Show Abstract | Download Original | Original Source | Check in Google Scholar | DOI: 10.24042/qwpt6206

Abstract

This study aims to model large third-party liability insurance claim data using an exponential mixture distribution with a parametric bootstrap approach. The research seeks to identify a suitable exponential mixture distribution and determine its properties, such as the mean, standard deviation, and probability. The methodology involves modeling the large third-party liability insurance claim data using an exponential mixture distribution where the mixing distribution is determined through a parametric bootstrap approach.
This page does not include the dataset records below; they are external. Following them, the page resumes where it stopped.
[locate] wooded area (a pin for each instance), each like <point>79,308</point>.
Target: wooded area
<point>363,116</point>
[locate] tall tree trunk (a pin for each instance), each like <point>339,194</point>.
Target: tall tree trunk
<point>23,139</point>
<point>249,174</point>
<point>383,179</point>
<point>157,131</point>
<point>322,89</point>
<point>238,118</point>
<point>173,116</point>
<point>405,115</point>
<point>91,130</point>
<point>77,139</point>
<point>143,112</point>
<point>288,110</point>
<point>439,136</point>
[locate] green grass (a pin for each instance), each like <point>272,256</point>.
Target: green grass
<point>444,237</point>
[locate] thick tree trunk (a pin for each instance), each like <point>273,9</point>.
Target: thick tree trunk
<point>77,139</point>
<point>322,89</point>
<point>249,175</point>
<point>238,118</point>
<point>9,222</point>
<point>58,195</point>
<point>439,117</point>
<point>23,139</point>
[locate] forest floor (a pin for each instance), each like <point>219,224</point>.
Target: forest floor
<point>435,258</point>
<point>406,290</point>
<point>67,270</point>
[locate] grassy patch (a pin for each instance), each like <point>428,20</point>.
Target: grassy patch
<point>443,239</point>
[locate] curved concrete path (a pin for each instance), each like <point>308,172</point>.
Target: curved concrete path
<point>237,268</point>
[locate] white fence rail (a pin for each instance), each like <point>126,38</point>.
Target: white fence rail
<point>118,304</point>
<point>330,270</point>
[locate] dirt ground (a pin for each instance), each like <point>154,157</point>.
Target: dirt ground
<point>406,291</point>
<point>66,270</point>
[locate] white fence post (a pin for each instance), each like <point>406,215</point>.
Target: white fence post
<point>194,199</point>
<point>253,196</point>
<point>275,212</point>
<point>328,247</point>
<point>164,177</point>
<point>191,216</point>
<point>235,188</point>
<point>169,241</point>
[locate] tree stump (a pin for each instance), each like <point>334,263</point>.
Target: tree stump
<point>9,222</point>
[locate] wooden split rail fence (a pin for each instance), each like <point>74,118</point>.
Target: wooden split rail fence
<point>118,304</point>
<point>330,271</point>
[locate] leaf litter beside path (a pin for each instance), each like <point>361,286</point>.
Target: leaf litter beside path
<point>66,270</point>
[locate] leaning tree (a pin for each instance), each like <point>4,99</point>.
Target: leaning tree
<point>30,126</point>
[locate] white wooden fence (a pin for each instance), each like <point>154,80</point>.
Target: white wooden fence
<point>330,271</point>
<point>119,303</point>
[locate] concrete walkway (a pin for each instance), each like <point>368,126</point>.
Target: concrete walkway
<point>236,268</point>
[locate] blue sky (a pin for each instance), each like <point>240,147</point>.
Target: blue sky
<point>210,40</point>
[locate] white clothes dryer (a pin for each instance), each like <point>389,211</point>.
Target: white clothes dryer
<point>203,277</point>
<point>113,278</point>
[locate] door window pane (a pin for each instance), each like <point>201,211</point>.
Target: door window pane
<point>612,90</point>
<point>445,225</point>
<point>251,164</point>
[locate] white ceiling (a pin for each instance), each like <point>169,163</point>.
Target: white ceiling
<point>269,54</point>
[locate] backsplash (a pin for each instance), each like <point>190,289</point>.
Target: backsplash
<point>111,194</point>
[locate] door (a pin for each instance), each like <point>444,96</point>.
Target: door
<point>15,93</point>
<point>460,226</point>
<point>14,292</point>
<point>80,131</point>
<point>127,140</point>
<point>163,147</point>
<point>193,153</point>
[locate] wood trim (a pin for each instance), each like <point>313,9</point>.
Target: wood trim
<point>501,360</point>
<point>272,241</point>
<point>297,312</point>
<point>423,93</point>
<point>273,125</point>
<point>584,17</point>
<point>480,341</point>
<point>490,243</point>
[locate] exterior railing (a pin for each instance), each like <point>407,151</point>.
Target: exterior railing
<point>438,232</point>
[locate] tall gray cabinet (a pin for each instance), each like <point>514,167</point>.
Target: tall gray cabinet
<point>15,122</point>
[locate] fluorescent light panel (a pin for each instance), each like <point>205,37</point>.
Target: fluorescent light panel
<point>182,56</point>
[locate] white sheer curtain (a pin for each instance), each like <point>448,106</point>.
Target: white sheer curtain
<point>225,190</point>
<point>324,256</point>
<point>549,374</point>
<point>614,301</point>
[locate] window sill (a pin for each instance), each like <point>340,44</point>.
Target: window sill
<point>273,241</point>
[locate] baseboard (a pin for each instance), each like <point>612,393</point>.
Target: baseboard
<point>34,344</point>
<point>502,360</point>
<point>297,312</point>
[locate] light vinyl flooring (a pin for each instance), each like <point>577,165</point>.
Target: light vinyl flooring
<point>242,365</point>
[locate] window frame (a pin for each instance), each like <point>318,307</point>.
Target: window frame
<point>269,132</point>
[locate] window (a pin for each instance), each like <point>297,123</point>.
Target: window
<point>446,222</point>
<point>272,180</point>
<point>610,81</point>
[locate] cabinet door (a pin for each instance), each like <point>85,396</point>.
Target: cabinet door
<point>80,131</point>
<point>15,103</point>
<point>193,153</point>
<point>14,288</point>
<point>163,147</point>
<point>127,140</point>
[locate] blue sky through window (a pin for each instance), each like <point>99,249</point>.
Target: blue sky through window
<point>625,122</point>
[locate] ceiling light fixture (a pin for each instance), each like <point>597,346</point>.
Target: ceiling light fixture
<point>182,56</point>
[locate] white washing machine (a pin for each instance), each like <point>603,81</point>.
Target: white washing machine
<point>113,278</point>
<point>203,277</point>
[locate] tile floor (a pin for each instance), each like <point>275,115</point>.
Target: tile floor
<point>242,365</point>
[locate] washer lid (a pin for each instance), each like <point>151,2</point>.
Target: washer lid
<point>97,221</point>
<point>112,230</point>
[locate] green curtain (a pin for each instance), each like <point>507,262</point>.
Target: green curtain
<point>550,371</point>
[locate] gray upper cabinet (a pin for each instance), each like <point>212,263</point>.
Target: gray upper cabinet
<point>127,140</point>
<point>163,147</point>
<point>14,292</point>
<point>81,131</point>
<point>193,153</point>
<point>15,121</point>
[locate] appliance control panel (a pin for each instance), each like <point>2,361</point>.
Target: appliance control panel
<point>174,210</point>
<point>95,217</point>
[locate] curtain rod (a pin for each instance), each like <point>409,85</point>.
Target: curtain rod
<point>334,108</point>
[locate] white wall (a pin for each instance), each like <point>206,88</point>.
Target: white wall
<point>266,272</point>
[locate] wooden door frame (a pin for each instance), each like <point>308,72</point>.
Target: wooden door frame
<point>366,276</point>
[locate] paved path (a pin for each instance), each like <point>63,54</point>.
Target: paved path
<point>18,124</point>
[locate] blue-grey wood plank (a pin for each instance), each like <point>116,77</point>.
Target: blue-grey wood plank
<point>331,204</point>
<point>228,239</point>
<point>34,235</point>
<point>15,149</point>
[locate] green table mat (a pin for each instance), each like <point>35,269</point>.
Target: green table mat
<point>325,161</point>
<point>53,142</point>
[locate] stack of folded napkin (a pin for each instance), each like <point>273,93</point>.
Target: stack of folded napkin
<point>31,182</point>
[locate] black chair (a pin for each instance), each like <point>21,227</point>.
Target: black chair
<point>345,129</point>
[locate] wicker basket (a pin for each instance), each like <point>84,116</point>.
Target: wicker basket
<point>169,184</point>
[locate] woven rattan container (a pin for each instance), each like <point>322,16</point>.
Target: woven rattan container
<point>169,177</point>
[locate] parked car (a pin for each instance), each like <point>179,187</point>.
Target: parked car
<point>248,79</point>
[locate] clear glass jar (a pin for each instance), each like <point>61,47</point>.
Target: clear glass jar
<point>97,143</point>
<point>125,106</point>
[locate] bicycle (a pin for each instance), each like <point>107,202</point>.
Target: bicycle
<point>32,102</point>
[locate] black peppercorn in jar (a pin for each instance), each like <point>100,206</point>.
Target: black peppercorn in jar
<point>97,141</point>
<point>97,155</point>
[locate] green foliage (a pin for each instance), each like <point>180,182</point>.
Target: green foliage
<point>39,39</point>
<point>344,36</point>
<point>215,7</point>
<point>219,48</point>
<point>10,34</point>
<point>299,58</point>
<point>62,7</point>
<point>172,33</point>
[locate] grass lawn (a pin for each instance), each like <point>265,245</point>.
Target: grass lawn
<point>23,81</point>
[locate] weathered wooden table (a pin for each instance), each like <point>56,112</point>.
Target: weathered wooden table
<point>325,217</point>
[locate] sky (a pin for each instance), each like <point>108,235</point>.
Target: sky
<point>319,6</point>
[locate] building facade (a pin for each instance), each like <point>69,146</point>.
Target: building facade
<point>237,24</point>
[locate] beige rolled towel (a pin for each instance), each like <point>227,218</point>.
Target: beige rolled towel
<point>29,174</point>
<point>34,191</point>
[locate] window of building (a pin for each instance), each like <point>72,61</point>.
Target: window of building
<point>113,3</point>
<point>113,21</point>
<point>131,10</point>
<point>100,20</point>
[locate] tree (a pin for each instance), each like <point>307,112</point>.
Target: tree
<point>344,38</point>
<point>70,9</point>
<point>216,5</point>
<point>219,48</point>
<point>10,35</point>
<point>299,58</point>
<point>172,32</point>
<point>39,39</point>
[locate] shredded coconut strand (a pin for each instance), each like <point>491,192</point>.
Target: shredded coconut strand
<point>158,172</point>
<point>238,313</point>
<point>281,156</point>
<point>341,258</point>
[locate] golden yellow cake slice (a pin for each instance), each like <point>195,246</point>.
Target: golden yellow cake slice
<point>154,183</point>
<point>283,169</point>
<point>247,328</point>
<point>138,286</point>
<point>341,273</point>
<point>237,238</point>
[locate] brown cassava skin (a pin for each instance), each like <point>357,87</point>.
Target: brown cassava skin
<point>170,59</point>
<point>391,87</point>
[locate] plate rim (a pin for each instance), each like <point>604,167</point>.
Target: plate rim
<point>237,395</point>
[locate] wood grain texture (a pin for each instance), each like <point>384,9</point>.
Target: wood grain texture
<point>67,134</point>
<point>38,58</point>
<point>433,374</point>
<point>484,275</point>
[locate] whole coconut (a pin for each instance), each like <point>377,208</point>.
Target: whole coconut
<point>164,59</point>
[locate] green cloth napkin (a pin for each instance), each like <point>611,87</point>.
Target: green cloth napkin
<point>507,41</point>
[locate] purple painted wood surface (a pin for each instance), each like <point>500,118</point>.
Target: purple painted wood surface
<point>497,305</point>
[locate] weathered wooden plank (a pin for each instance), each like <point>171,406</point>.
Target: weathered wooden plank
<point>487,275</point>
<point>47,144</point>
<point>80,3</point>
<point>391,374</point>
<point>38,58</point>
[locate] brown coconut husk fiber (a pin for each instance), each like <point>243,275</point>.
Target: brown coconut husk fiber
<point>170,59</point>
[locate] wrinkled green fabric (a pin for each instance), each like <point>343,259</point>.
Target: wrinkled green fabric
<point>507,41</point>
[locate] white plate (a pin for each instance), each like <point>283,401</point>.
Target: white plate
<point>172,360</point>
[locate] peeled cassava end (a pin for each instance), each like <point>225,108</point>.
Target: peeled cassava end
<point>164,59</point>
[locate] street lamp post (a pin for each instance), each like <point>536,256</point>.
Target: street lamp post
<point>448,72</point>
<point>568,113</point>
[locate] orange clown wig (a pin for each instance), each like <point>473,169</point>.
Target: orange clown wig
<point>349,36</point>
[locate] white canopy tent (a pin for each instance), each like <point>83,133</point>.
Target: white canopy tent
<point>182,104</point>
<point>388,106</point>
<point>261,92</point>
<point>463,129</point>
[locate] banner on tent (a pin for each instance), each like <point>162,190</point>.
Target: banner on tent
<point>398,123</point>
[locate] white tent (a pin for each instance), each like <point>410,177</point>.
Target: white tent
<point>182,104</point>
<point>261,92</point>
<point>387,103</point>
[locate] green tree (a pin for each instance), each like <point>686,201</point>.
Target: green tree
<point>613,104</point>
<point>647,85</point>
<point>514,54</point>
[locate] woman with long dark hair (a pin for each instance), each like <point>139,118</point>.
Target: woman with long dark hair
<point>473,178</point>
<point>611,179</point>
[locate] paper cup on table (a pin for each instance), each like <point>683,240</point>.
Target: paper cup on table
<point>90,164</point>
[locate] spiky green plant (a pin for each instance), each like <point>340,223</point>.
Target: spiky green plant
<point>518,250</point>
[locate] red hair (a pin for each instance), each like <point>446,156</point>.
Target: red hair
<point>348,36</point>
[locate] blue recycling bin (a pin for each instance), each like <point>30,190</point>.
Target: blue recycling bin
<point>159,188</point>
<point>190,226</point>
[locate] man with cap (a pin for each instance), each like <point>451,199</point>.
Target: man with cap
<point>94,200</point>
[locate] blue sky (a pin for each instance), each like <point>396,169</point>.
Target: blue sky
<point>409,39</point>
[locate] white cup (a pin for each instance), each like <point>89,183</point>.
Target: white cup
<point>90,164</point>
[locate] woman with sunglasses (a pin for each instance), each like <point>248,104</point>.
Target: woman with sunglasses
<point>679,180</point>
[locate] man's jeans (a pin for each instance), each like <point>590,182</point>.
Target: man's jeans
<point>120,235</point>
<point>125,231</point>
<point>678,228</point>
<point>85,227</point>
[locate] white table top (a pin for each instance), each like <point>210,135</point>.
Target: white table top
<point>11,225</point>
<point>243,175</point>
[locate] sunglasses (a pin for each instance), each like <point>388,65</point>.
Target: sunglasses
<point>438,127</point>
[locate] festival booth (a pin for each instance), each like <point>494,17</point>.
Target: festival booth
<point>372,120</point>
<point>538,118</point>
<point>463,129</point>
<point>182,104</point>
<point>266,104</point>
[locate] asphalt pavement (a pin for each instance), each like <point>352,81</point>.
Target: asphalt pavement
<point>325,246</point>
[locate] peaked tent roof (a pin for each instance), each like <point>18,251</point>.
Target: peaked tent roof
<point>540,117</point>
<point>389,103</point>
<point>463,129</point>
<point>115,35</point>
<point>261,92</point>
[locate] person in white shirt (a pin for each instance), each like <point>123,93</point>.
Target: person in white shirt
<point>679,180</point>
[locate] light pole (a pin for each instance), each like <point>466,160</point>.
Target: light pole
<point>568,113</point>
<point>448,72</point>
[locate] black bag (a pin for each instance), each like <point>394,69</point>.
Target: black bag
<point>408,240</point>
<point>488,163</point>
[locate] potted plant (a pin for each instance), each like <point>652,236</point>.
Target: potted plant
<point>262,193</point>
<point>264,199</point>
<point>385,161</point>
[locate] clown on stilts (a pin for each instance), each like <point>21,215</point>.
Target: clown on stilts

The parametric bootstrap is utilized to generate a mixing distribution, with inverse gamma and inverse exponential distributions considered as candidates. The selection of the mixing distribution is based on the p-value of the Kolmogorov-Smirnov test and the log-likelihood function value. The parameters of the chosen exponential mixture distribution are estimated using the maximum likelihood method via the Newton-Raphson iteration. The data used is from a comprehensive third-party liability extension for category 2 vehicles in DKI Jakarta, Jawa Barat, and Banten for the 2018 underwriting year. The results of the analysis indicate that the exponential-inverse gamma mixture distribution is suitable for modeling the large claim data. The estimated mean value is IDR 4,318,360, the estimated standard deviation is IDR 6,797,485, and the estimated probability is 0.6950.